The license of the paper does not allow us to build upon its content and the key points are generated using the paper metadata rather than the full article.

  • The transformer model is widely used for natural language processing tasks
  • A fundamental question remains open: how to achieve extrapolation at inference time to longer sequences than seen during training?
  • The authors propose a simple and efficient method called Attention with Linear Biases (ALiBi) to address this issue
  • ALiBi biases the query-key attention scores with a term that is proportional to their distance instead of adding positional embeddings to the word embeddings
  • ALiBi allows for extrapolation and achieves better performance than existing proposals on the WikiText-103 benchmark
  • The authors provide an analysis of ALiBi to understand why it leads to better performance
  • ALiBi enables training a 1.3 billion parameter model on input sequences of length 1024 that extrapolates to input sequences of length 2048, achieving the same perplexity as a sinusoidal position embedding model trained on inputs of length 2048 but 11% faster and using 11% less memory.
  • This paper presents an important contribution towards achieving extrapolation at inference time for longer sequences in natural language processing tasks.
Also access our AI generated: Comprehensive summary, Lay summary, Blog-like article; or ask questions about this paper to our AI assistant.

Authors: Ofir Press, Noah A. Smith, Mike Lewis

Abstract: Since the introduction of the transformer model by Vaswani et al. (2017), a fundamental question remains open: how to achieve extrapolation at inference time to longer sequences than seen during training? We first show that extrapolation can be improved by changing the position representation method, though we find that existing proposals do not allow efficient extrapolation. We introduce a simple and efficient method, Attention with Linear Biases (ALiBi), that allows for extrapolation. ALiBi does not add positional embeddings to the word embeddings; instead, it biases the query-key attention scores with a term that is proportional to their distance. We show that this method allows training a 1.3 billion parameter model on input sequences of length 1024 that extrapolates to input sequences of length 2048, achieving the same perplexity as a sinusoidal position embedding model trained on inputs of length 2048, 11% faster and using 11% less memory. ALiBi's inductive bias towards recency allows it to outperform multiple strong position methods on the WikiText-103 benchmark. Finally, we provide analysis of ALiBi to understand why it leads to better performance.

Submitted to arXiv on 27 Aug. 2021

Ask questions about this paper to our AI assistant

You can also chat with multiple papers at once here.

The license of the paper does not allow us to build upon its content and the AI assistant only knows about the paper metadata rather than the full article.

AI assistant instructions?

Results of the summarizing process for the arXiv paper: 2108.12409v1

This paper's license doesn't allow us to build upon its content and the summarizing process is here made with the paper's metadata rather than the article.
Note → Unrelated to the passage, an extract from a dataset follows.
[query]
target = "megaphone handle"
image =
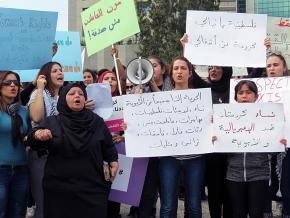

The transformer model, introduced by Vaswani et al. in 2017, has been widely used for natural language processing tasks. However, a fundamental question remains open: how to achieve extrapolation at inference time to longer sequences than seen during training? In this paper, the authors address this issue by proposing a simple and efficient method called Attention with Linear Biases (ALiBi). ALiBi biases the query-key attention scores with a term that is proportional to their distance instead of adding positional embeddings to the word embeddings. The authors show that this method allows for extrapolation and achieves better performance than existing proposals on the WikiText-103 benchmark. Additionally, they provide an analysis of ALiBi to understand why it leads to better performance. The authors demonstrate that ALiBi enables training a 1.3 billion parameter model on input sequences of length 1024 that extrapolates to input sequences of length 2048, achieving the same perplexity as a sinusoidal position embedding model trained on inputs of length 2048 but 11% faster and using 11% less memory. Overall, this paper presents an important contribution towards achieving extrapolation at inference time for longer sequences in natural language processing tasks.
Created on 11 May. 2023

Assess the quality of the AI-generated content by voting

Score: 0

Why do we need votes?

Votes are used to determine whether we need to re-run our summarizing tools. If the count reaches -10, our tools can be restarted.

The previous summary was created more than a year ago and can be re-run (if necessary) by clicking on the Run button below.

The license of this specific paper does not allow us to build upon its content and the summarizing tools will be run using the paper metadata rather than the full article. However, it still does a good job, and you can also try our tools on papers with more open licenses.

Similar papers summarized with our AI tools

Navigate through even more similar papers through a

tree representation

Look for similar papers (in beta version)

By clicking on the button above, our algorithm will scan all papers in our database to find the closest based on the contents of the full papers and not just on metadata. Please note that it only works for papers that we have generated summaries for and you can rerun it from time to time to get a more accurate result while our database grows.

Disclaimer: The AI-based summarization tool and virtual assistant provided on this website may not always provide accurate and complete summaries or responses. We encourage you to carefully review and evaluate the generated content to ensure its quality and relevance to your needs.